Rabat: Moroccan authorities say a total of 19 people have been arrested in connection with the murders of two Nordic tourists in the Atlas Mountains.
Boubker Sabik, a spokesman for Morocco's national security agency, says 10 new suspects were arrested over the last two days for their links with the alleged killers of 24-year-old Louisa Vesterager Jespersen from Denmark, and 28-year-old Maren Ueland from Norway.
Their bodies were found last week in their camping tent in a remote area in the Atlas Mountains. Authorities believe the hikers were killed by men affiliated with Daesh the Islamic State group.
Sabik told national television 2M on Sunday that the suspects targeted the two girls randomly and that Daesh didn't coordinate the killings.
The new suspects were detained across the country for their “alleged links with the perpetrators of the terrorist act”, Morocco’s central bureau of judicial investigations said.
Police also seized “electronic equipment, a shotgun, knives ... a military uniform and materials that could be used to manufacture explosives”, it added.
Moroccan authorities said last Thursday that four other suspects arrested following the murder of the two tourists had pledged allegiance to Daesh.
The bodies of the two women were found Monday after they had pitched their tent at an isolated mountain site two hours’ walk from the tourist village of Imlil.

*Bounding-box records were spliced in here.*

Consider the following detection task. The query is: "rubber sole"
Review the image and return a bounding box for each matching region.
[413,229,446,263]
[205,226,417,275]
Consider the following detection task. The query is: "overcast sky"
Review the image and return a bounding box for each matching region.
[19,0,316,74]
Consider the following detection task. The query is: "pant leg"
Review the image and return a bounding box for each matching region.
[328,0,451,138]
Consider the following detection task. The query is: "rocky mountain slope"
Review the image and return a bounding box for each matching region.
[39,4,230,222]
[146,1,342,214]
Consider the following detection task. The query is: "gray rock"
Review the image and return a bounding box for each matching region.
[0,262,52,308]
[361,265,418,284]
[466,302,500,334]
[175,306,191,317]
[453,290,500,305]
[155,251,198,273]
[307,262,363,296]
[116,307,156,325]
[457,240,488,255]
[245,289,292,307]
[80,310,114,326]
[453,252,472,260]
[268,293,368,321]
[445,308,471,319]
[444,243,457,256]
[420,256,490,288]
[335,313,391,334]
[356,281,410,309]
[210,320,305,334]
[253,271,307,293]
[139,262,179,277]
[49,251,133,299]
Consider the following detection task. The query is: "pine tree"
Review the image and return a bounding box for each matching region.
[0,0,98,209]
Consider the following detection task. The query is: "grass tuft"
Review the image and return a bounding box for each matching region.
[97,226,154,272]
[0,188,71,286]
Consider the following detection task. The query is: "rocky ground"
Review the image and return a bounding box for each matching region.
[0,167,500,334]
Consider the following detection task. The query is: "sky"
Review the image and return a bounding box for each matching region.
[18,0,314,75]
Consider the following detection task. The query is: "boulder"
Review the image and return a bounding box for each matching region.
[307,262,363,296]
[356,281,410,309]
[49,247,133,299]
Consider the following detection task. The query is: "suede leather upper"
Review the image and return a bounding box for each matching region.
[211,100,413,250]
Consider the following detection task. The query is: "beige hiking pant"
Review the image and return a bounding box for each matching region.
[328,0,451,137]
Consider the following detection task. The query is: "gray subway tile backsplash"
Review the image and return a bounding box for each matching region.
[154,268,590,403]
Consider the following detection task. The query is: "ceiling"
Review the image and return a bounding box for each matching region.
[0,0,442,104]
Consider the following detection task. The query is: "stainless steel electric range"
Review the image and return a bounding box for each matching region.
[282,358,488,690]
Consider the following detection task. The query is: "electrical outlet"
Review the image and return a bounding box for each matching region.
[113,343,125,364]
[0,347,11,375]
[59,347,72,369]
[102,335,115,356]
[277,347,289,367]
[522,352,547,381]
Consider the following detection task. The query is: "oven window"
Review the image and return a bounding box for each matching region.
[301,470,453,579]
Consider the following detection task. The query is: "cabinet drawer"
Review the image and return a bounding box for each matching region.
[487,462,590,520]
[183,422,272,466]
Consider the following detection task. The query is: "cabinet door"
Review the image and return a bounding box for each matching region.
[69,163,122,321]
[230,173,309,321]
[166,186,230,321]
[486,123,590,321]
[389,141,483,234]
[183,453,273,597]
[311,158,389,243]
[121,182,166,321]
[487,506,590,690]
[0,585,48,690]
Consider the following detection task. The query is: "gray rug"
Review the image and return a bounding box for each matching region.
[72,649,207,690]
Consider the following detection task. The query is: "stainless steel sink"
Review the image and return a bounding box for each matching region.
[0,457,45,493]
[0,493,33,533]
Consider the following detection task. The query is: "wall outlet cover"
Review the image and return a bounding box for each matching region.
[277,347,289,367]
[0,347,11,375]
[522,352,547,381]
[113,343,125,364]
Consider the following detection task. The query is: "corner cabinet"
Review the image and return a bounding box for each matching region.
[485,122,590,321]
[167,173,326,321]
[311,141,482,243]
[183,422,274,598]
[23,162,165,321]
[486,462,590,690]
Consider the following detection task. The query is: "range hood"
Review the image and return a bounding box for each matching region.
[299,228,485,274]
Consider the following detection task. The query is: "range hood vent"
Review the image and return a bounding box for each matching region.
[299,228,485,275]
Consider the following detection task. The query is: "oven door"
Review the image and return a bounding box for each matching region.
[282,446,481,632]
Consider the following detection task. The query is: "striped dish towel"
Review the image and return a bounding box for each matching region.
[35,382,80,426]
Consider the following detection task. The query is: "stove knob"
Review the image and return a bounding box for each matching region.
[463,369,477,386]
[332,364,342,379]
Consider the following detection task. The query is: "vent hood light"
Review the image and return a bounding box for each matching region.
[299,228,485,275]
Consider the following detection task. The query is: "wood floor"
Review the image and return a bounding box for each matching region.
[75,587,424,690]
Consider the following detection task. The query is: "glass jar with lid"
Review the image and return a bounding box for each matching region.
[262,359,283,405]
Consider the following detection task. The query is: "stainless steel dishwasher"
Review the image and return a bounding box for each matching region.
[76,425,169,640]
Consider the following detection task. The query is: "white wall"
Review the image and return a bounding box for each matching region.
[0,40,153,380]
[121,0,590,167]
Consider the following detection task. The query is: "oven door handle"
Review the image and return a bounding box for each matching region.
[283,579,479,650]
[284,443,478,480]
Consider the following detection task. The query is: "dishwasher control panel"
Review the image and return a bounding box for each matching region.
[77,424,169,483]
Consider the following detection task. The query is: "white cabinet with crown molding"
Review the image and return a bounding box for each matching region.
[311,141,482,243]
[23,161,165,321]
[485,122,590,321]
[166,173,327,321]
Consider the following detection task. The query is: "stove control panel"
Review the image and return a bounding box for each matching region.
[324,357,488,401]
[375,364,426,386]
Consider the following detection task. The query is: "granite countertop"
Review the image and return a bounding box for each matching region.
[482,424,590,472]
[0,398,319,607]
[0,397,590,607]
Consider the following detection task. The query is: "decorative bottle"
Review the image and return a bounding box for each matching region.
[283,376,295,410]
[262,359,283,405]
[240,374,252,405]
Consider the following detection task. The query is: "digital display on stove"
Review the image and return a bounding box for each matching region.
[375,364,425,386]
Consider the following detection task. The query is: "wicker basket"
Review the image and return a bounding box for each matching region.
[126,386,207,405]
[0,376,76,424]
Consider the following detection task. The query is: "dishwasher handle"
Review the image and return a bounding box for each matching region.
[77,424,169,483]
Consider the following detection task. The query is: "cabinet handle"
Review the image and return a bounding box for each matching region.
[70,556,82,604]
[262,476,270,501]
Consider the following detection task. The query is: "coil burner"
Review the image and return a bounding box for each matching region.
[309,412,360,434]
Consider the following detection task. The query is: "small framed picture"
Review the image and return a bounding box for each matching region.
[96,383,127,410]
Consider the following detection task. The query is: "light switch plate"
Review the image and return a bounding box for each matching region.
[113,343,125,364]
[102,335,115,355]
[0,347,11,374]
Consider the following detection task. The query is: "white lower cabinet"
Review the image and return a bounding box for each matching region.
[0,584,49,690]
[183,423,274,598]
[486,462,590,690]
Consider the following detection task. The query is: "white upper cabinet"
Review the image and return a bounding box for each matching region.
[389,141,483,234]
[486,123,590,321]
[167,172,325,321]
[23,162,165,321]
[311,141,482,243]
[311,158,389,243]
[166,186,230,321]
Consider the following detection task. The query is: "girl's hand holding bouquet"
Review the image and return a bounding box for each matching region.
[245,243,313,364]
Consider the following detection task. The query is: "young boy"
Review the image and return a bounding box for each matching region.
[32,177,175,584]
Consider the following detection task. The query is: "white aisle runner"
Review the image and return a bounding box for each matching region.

One of them was beheaded, according to a source close to the investigation.
Imlil is a starting point for trekking and climbing tours of Mount Toubkal, which at 4,167 metres is the highest summit in North Africa.
Hours after the grisly discovery authorities announced the arrest of a first suspect and later said he belonged to an “extremist” group, while the three other suspects were arrested last Thursday while they were trying to flee from Marakesh.
Denmark’s PET intelligence service said it “shares” the assessment by the Moroccan authorities that the murders were an “act of terrorism”.
Moroccan investigators are probing a link to extremism after a video emerged showing the suspects “pledging allegiance” to Daesh, the Rabat prosecutor has said.
Authorities were working to determine the authenticity of a video posted on social media networks allegedly showing the murder of one of the tourists, according to the prosecutor.
“At this point, there is no tangible evidence that the video is not authentic,” Norway’s criminal investigations agency Kripos said Friday.
Denmark’s PET agency said “technical analyses have not been completed”, but that nothing indicates that the footage is “not genuine”.
“The Danish National Police and PET are working closely with the Moroccan authorities,” it said.